The Croatian president thanks Argentina for taking in notorious pro-Nazi war criminals after World War II. In Bulgaria, a top politician calls the country’s Roma minority “ferocious humanoids.” And Hungary’s prime minister declares the “color” of Europeans should not mix with that of Africans or Arabs.
Ever since WWII, such views were taboo in Europe, confined to the far-right fringes. Today they are openly expressed by mainstream political leaders in parts of Central and Eastern Europe, part of a populist surge in the face of globalization and mass migration.
In many places, the shift to the right has included the rehabilitation of Nazi collaborators, often fighters or groups celebrated as anti-communists or defenders of national liberation.
Prime Minister Viktor Orban and his Fidesz party — the front-runner in the country’s April 8 parliamentary election — have drawn voters with an increasingly strident anti-migrant campaign. Casting himself as the savior of a white Christian Europe being overrun by Muslims and Africans, Orban has insisted that Hungarians don’t want their “own color, traditions and national culture to be mixed by others.”
Orban has also been obsessed with demonizing financier and philanthropist George Soros, falsely portraying the Hungarian-born Holocaust survivor as an advocate of uncontrolled immigration into Europe.

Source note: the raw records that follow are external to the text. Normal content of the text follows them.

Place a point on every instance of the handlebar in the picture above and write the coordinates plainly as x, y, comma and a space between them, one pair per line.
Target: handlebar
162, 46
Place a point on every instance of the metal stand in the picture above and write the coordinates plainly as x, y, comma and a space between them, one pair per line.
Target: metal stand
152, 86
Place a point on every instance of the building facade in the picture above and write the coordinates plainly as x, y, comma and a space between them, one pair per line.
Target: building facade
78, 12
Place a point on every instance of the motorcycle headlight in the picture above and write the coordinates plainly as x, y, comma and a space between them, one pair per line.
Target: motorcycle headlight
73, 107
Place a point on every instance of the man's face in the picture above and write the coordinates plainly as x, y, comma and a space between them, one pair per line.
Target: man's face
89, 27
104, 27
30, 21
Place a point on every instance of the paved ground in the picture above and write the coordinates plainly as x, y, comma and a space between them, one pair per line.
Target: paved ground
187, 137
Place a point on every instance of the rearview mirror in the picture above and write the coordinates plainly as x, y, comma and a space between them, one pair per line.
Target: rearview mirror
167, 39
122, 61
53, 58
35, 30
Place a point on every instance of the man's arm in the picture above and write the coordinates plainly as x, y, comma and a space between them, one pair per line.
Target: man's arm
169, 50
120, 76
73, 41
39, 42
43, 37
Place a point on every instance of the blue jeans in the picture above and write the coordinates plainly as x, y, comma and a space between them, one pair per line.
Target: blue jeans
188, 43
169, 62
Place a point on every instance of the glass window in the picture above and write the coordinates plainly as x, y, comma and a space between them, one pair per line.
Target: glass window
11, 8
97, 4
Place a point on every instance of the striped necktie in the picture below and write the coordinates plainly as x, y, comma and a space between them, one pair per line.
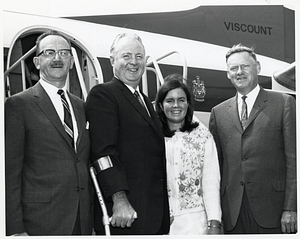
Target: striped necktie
68, 125
244, 112
137, 95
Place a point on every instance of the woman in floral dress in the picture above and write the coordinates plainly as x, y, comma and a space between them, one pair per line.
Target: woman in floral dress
192, 163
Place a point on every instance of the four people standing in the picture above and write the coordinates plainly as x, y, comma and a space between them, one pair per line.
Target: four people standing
255, 133
47, 152
48, 187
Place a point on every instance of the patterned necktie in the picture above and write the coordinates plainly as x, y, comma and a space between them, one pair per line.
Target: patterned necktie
68, 125
137, 95
244, 113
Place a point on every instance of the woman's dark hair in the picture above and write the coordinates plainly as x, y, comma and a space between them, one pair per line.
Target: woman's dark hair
172, 82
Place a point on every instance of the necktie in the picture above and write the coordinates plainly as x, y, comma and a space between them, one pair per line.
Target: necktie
244, 113
68, 125
137, 95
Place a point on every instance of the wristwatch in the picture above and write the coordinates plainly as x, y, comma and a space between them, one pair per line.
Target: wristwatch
214, 224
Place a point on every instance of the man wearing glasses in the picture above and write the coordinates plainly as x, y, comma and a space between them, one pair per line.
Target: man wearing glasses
48, 189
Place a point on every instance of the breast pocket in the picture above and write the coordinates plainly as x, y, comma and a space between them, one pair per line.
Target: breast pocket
36, 197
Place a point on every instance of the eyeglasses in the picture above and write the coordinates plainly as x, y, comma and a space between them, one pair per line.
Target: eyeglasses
244, 67
49, 53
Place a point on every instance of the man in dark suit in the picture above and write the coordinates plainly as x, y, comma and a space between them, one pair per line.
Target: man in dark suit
48, 187
255, 133
127, 146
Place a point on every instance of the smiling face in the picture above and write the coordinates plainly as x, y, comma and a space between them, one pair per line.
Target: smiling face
175, 107
242, 70
128, 61
54, 69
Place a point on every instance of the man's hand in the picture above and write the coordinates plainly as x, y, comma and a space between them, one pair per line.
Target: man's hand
289, 222
123, 212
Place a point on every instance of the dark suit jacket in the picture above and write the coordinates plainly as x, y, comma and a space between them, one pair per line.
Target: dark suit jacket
46, 180
261, 159
120, 127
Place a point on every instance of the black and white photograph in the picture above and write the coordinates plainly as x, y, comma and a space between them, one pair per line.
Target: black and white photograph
149, 119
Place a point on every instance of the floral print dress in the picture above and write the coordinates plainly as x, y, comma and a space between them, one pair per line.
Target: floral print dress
193, 180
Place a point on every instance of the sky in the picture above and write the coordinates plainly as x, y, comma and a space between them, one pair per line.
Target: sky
63, 8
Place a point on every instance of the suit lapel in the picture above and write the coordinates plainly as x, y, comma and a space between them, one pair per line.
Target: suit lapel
130, 97
45, 104
234, 113
77, 114
259, 104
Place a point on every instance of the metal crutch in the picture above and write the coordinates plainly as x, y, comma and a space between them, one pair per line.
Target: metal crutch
101, 201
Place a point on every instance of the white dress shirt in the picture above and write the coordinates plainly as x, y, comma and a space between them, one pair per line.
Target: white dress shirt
51, 90
250, 100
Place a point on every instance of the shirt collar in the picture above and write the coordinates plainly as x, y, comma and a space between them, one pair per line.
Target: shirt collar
252, 94
51, 89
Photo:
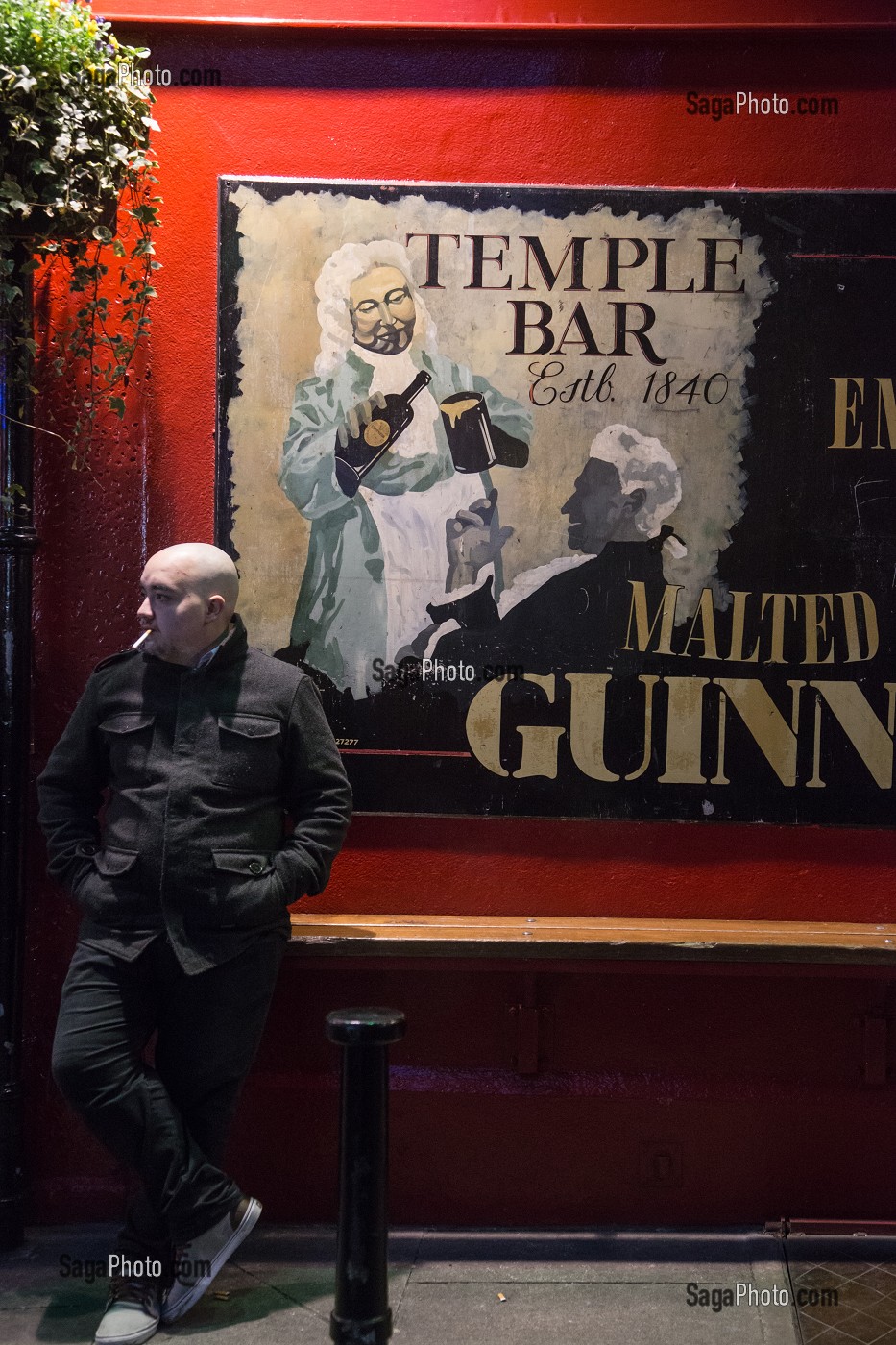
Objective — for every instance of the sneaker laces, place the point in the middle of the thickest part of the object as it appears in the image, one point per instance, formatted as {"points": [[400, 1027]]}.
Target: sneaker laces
{"points": [[131, 1290]]}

In what critics denounce as a state-sponsored conspiracy theory with anti-Semitic overtones, the Hungarian government spent $48.5 million on anti-Soros ads in 2017, according to the investigative news site atlatszo.hu.
In a recent speech, Orban denounced Soros in language that echoed anti-Semitic clichés of the 20th century. He said Hungary’s foes “do not believe in work, but speculate with money; they have no homeland, but feel that the whole world is theirs.”
In Poland, xenophobic language is also on the rise. When nationalists held a large Independence Day march in November and some carried banners calling for a “White Europe” and “Clean Blood,” the interior minister called it a “beautiful sight.”
Poland’s government has also been embroiled in a bitter dispute with Israel and Jewish organizations over a national law that would criminalize blaming Poland for Germany’s Holocaust crimes. Critics say that could allow a whitewash of history.
With tensions running high, Polish Prime Minister Mateusz Morawiecki listed “Jewish perpetrators” as among those who were responsible for the Holocaust. He also visited the Munich grave of an underground Polish resistance group that had collaborated with the Nazis.
In the same vein, an official tapped to create a major new history museum in Warsaw has condemned the postwar tribunals in Nuremberg, Germany — where top Nazis were judged — as “the greatest judicial farce in the history of Europe.” Arkadiusz Karbowiak said the Nuremberg trials were only “possible because of the serious role of Jews” in their organization, and called them “the place where the official religion of the Holocaust was created.”
Across the region, Roma, Muslims, Jews and other minorities have expressed anxiety about the future. But nationalists insist they are not promoting hate. They argue they’re defending their national sovereignty and their Christian way of life against globalization and the large-scale influx of migrants who don’t assimilate.
The Balkans, bloodied by ethnic warfare in the 1990s, are also seeing a rise of nationalism, particularly in Serbia and Croatia. Political analysts there believe that Russian propaganda is spurring old ethnic resentments.
Croatia has steadily drifted to the right since joining the EU in 2013. Some officials there have denied the Holocaust or reappraised Croatia’s ultranationalist, pro-Nazi Ustasha regime, which killed tens of thousands of Jews, Serbs, Roma and anti-fascist Croats in wartime prison camps.
On a recent visit to Argentina, Croatian President Kolinda Grabar-Kitarovic thanked the country for providing post-war refuge to Croats who had belonged to the Ustasha regime.
The world’s top Nazi hunter, Efraim Zuroff of the Wiesenthal center, called her statement “a horrific insult to victims.” Grabar-Kitarovic later said she had not meant to glorify a totalitarian regime.
Meanwhile in Bulgaria, which holds the EU’s rotating presidency, the government includes a far-right alliance, the United Patriots, whose members have given Nazi salutes and slurred minorities. Deputy Prime Minister Valeri Simeonov has called the country’s Roma minority “ferocious humanoids” whose women “have the instincts of street dogs.”